Ruim 16 kilometer telt die puist aan hellend wegdek.
Boogerd begint met 7 minuten voorsprong  en op het begin ziet dat er prima uit: Armstrong en de zijnen zijn nog niet meteen in voor het de hoogte ingooien van het tempo.

Tot Sastre ineens besluit dat hij nog wel zin heeft in een gooi naar succes.
Deze rijdt in vrij rap tempo een minuut van de voorsprong af,  terwijl Lance meeglipt.
Ik heb de neiging om, net als Boogerd, het puntje van mijn zetel te verlaten en ook te gaan staan en hem die laatste 10 kilometer door te helpen  met aanmoedigingen  en virtuele duwtjes tegen zijn dansende achterlijf.

Wat duren die laatste kilometers lang..

Commentatoren die al de hele dag in een hokje zitten te praten over alles wat los en vast zit aan het wielrennen, Boogerd en de Alpen beginnen nu voorzichtig steeds meer bevestiging te krijgen van de hoopvolle woorden die ze al uren gebruiken.
Het muffe commentaarhokje begint te bruisen  en ook de stille woonkamer waarin ik me bevind is opgeslokt door de beelden op tv.
Hoewel Sastre en Armstrong fris ogend naar boven fladderen is de afstand nog groot.
Bij Boogerd is de meeste glans wel weggeschuurd door de ruige klim.

Pas op zo'n  kilometer is het echt duidelijk dat het duo  te laat gaan komen.
Michael Boogerd rijdt onder het vod door  en harkt vermoeid maar voldaan richting de bloemen.

Mart Smeets vraagt zich af waar Boogerd nu zit,  maar Breukink is scherper en merkt op dat hij nog 500 meter van de verlossende fiatlogo's en witte kalklijn af is.
Mart merkt op dat Boogerd nu 500 meter te gaan heeft,  terwijl een paar tellen later de twee achtervolgers te zien zijn,  vlak bij de rode vod.
De droge opmerking van Mart dat ze op 527 meter en 80 centimeter achter de Hagenees rijden leidt de ontlading van een spannende rit in.

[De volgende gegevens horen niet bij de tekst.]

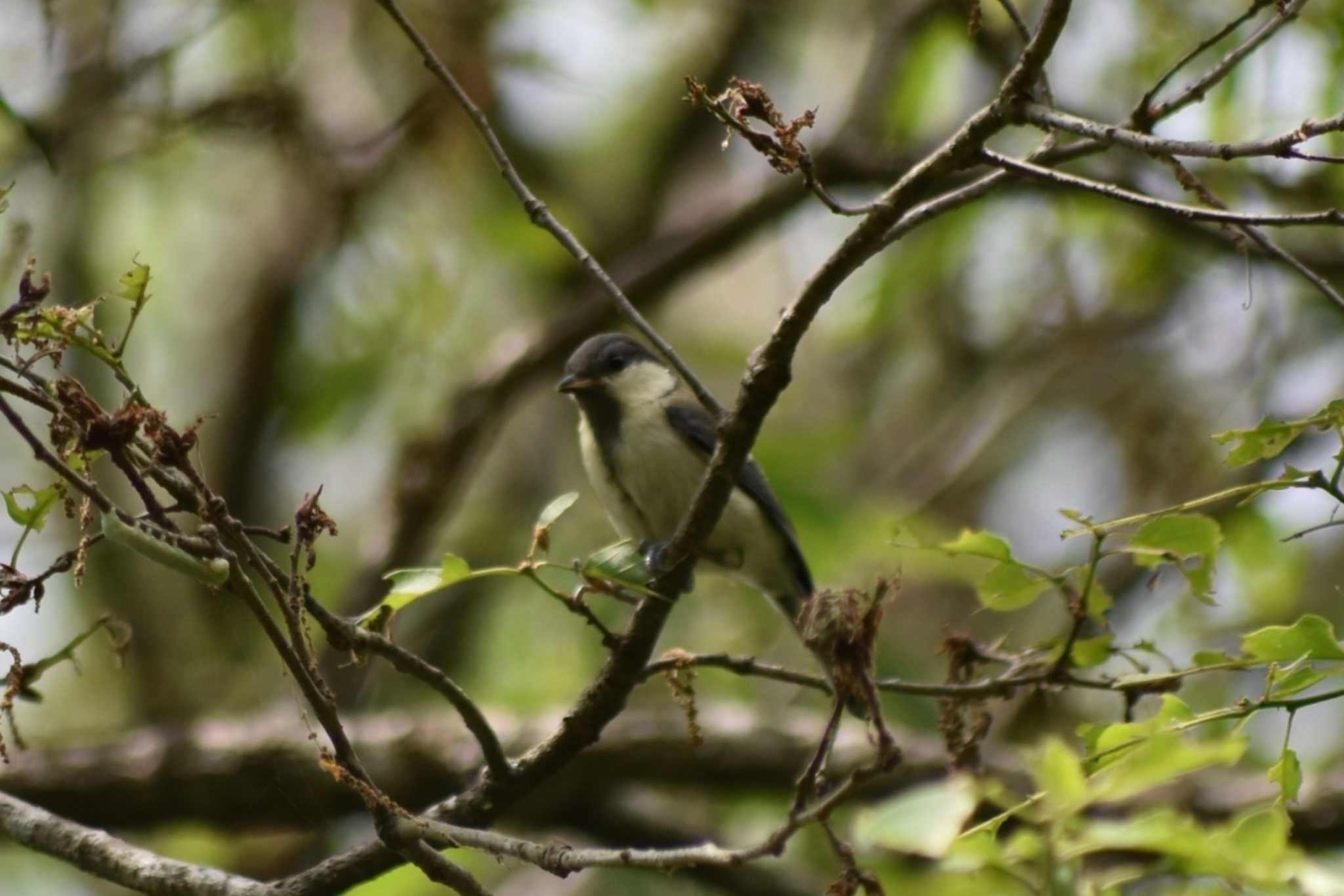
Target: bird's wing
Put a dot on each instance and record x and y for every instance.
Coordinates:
(696, 428)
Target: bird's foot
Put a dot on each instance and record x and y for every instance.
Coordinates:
(656, 561)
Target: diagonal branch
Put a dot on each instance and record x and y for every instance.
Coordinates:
(1145, 115)
(1280, 146)
(1146, 101)
(100, 853)
(768, 373)
(541, 215)
(1332, 216)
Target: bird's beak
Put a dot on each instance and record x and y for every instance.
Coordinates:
(573, 383)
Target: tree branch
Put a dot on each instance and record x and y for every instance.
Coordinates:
(541, 215)
(102, 855)
(1331, 216)
(1281, 146)
(768, 374)
(1195, 92)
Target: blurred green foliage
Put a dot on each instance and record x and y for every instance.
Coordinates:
(337, 261)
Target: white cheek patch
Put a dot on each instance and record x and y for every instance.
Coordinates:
(642, 383)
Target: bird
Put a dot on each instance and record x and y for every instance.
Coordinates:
(646, 443)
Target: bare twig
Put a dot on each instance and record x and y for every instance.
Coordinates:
(1280, 146)
(352, 637)
(47, 457)
(1141, 110)
(100, 853)
(1196, 91)
(1331, 216)
(768, 373)
(541, 215)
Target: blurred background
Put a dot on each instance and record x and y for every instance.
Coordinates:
(346, 289)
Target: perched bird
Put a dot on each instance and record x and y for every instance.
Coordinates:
(646, 443)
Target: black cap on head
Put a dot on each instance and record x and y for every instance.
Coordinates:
(601, 356)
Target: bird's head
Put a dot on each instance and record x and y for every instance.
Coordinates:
(619, 369)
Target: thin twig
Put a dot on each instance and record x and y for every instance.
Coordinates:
(45, 455)
(1278, 146)
(1196, 91)
(1141, 110)
(352, 637)
(100, 853)
(541, 215)
(1330, 216)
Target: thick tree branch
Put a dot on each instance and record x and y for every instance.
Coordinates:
(102, 855)
(768, 374)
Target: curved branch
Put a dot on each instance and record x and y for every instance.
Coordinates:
(541, 215)
(1281, 146)
(105, 856)
(1331, 216)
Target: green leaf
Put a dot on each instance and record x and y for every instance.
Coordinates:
(1162, 830)
(1255, 845)
(1182, 535)
(924, 820)
(1090, 652)
(620, 563)
(1009, 587)
(135, 284)
(35, 515)
(1058, 771)
(1077, 516)
(413, 584)
(1099, 601)
(34, 670)
(980, 544)
(1175, 539)
(1311, 637)
(1160, 758)
(1265, 441)
(1288, 774)
(1284, 683)
(1270, 437)
(1110, 739)
(553, 511)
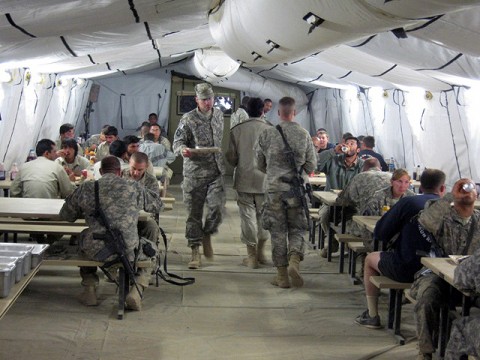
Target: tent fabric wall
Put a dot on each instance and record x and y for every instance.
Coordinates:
(33, 109)
(126, 101)
(438, 133)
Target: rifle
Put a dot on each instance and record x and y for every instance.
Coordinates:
(298, 187)
(114, 245)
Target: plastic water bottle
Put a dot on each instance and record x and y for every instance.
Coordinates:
(13, 171)
(391, 165)
(31, 155)
(2, 172)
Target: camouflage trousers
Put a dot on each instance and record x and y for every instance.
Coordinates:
(464, 339)
(287, 226)
(250, 209)
(431, 293)
(196, 194)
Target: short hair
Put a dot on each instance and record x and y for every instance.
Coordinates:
(255, 107)
(66, 128)
(44, 145)
(287, 105)
(352, 138)
(139, 157)
(104, 128)
(149, 137)
(369, 141)
(371, 163)
(245, 101)
(109, 164)
(399, 173)
(110, 130)
(117, 148)
(131, 139)
(71, 143)
(432, 179)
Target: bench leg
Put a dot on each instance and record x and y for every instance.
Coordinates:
(123, 282)
(342, 258)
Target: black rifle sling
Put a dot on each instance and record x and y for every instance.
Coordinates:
(165, 275)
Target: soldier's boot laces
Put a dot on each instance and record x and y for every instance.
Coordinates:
(195, 261)
(281, 280)
(294, 271)
(261, 258)
(207, 247)
(88, 297)
(251, 259)
(133, 300)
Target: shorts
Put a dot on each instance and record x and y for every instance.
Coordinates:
(390, 268)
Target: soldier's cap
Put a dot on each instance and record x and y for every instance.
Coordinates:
(204, 91)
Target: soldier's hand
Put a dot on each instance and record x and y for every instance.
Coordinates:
(187, 153)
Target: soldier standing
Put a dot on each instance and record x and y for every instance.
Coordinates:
(249, 182)
(283, 215)
(202, 172)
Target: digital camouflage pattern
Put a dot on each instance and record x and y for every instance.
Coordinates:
(337, 174)
(269, 153)
(121, 201)
(464, 339)
(284, 218)
(202, 174)
(199, 130)
(450, 232)
(380, 198)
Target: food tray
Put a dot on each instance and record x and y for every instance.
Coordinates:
(37, 254)
(7, 279)
(17, 262)
(205, 150)
(25, 255)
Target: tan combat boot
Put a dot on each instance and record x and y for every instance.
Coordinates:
(195, 261)
(251, 260)
(133, 299)
(207, 247)
(88, 297)
(281, 280)
(294, 270)
(261, 252)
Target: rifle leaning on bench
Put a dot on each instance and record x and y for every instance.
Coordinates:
(299, 189)
(114, 245)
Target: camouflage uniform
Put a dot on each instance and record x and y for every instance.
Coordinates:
(121, 201)
(338, 176)
(451, 233)
(358, 192)
(284, 218)
(202, 174)
(380, 198)
(248, 180)
(464, 339)
(147, 228)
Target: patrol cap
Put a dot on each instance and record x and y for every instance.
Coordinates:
(204, 91)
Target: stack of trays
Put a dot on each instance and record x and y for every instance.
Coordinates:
(16, 261)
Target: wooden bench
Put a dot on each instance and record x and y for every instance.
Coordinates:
(355, 248)
(396, 290)
(342, 240)
(123, 277)
(41, 227)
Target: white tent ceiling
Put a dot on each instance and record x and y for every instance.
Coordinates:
(351, 43)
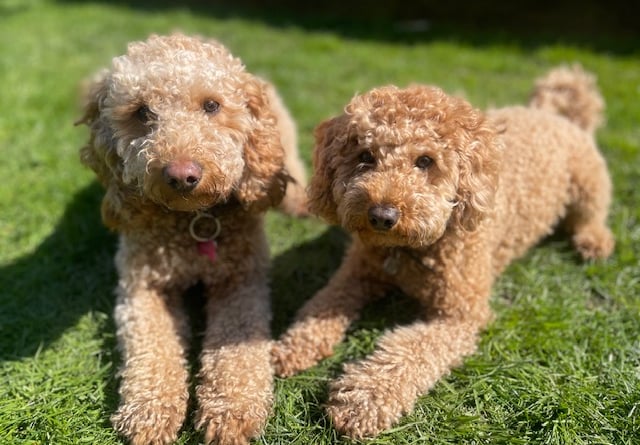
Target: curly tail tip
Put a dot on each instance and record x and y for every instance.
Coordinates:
(571, 92)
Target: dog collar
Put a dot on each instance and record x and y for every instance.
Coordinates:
(206, 242)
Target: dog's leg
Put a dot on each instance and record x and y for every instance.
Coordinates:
(235, 390)
(374, 393)
(591, 197)
(321, 323)
(152, 331)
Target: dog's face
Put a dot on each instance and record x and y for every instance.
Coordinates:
(178, 120)
(401, 166)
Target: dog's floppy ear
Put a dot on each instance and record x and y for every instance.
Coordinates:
(99, 153)
(330, 138)
(479, 154)
(264, 179)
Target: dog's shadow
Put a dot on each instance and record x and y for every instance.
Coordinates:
(69, 275)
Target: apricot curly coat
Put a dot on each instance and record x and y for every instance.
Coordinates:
(439, 198)
(191, 150)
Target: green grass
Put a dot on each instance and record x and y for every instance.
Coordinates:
(561, 363)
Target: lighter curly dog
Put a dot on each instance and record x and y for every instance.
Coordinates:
(191, 149)
(439, 198)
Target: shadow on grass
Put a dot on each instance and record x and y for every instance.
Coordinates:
(606, 27)
(69, 275)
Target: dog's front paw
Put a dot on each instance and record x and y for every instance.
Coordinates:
(149, 422)
(363, 405)
(225, 426)
(291, 356)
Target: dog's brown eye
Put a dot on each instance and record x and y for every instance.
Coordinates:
(366, 158)
(211, 106)
(145, 115)
(423, 162)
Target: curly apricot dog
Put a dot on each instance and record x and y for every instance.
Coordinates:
(191, 150)
(440, 198)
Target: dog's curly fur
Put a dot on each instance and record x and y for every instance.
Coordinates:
(186, 141)
(439, 198)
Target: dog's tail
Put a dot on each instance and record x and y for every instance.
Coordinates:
(571, 92)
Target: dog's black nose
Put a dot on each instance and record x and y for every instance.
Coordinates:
(383, 217)
(182, 176)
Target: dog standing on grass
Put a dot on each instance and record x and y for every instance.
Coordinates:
(440, 198)
(191, 149)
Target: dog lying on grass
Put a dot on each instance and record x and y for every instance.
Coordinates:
(191, 149)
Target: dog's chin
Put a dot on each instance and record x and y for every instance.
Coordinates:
(394, 239)
(187, 202)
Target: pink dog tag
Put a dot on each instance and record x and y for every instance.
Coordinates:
(208, 248)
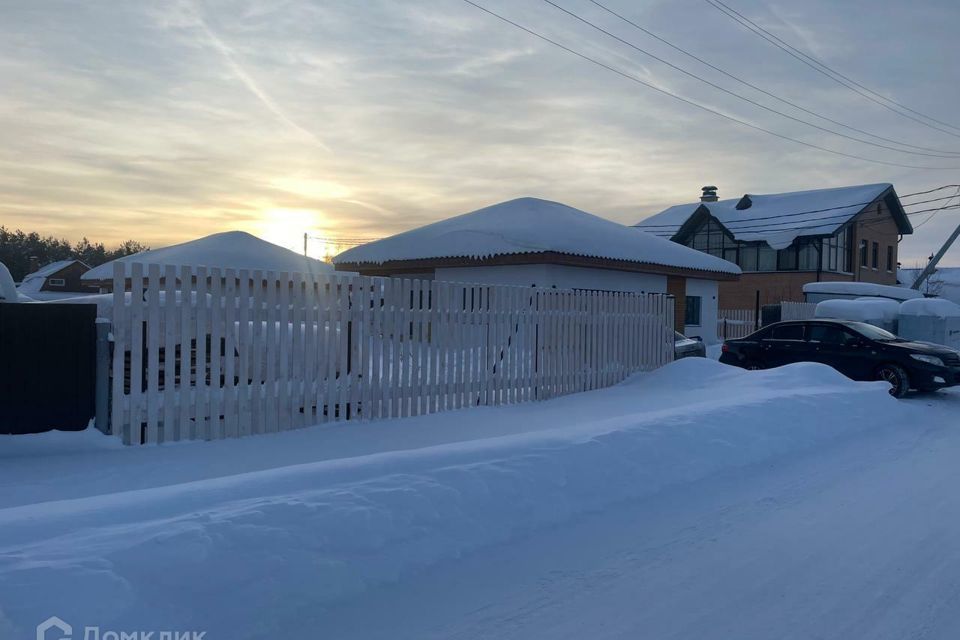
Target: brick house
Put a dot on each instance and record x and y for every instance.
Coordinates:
(783, 241)
(534, 242)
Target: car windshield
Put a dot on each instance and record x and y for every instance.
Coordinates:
(872, 332)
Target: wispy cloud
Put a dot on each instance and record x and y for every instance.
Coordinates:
(232, 61)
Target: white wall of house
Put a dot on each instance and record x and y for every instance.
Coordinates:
(559, 276)
(706, 290)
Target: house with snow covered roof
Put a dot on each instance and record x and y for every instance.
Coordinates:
(60, 279)
(228, 250)
(783, 241)
(533, 242)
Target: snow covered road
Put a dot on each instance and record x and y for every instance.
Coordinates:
(699, 501)
(858, 540)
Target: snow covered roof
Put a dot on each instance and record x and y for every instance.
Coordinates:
(531, 225)
(228, 250)
(811, 213)
(33, 282)
(861, 289)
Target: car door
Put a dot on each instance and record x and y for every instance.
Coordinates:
(784, 344)
(838, 347)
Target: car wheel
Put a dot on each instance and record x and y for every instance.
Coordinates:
(897, 377)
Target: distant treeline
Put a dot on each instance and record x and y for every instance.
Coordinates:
(16, 248)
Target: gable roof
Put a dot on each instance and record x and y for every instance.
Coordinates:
(531, 226)
(228, 250)
(779, 218)
(33, 282)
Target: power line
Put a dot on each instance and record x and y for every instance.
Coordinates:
(823, 69)
(920, 193)
(764, 91)
(936, 211)
(697, 104)
(775, 227)
(734, 93)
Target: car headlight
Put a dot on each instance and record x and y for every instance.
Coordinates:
(934, 360)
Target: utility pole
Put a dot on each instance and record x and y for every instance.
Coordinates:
(932, 265)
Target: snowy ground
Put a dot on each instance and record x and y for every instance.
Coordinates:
(699, 501)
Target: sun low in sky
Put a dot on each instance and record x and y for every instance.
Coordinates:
(166, 121)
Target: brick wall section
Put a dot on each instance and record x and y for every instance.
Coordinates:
(876, 225)
(774, 287)
(677, 287)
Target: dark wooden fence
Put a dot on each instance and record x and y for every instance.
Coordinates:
(47, 367)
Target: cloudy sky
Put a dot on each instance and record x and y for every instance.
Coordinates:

De ontlading volgt definitief met de befaamde witte prodentgrijns van Boogie.
"Kijk,  dit is lachen,  mag ik uw gebit even zien?"  merkt Smeets op,  om daarna het verloop van Boogerds etappe beknopt op te sommen.

Na de 1-2-3  op Quatorze Julliet  ook de koninginnenrit voor Nederland.
Als was het compensatie voor een gemist WK voetbal.

Net als Boogerd haalt ook de videoband het tot het einde:  slechts enkele minuten nadat Boogerd uitbolt en zijn amulet kust is de band vol.

Inmiddels zijn we tien jaar verder en hebben we wel Youtube in plaats van videobanden, maar al jaren geen Nederlandse Toursuccessen meer.

Waarvan je overigens nooit nooit moet zeggen,  want de pech en fouten raken ook wel eens op zou je zeggen.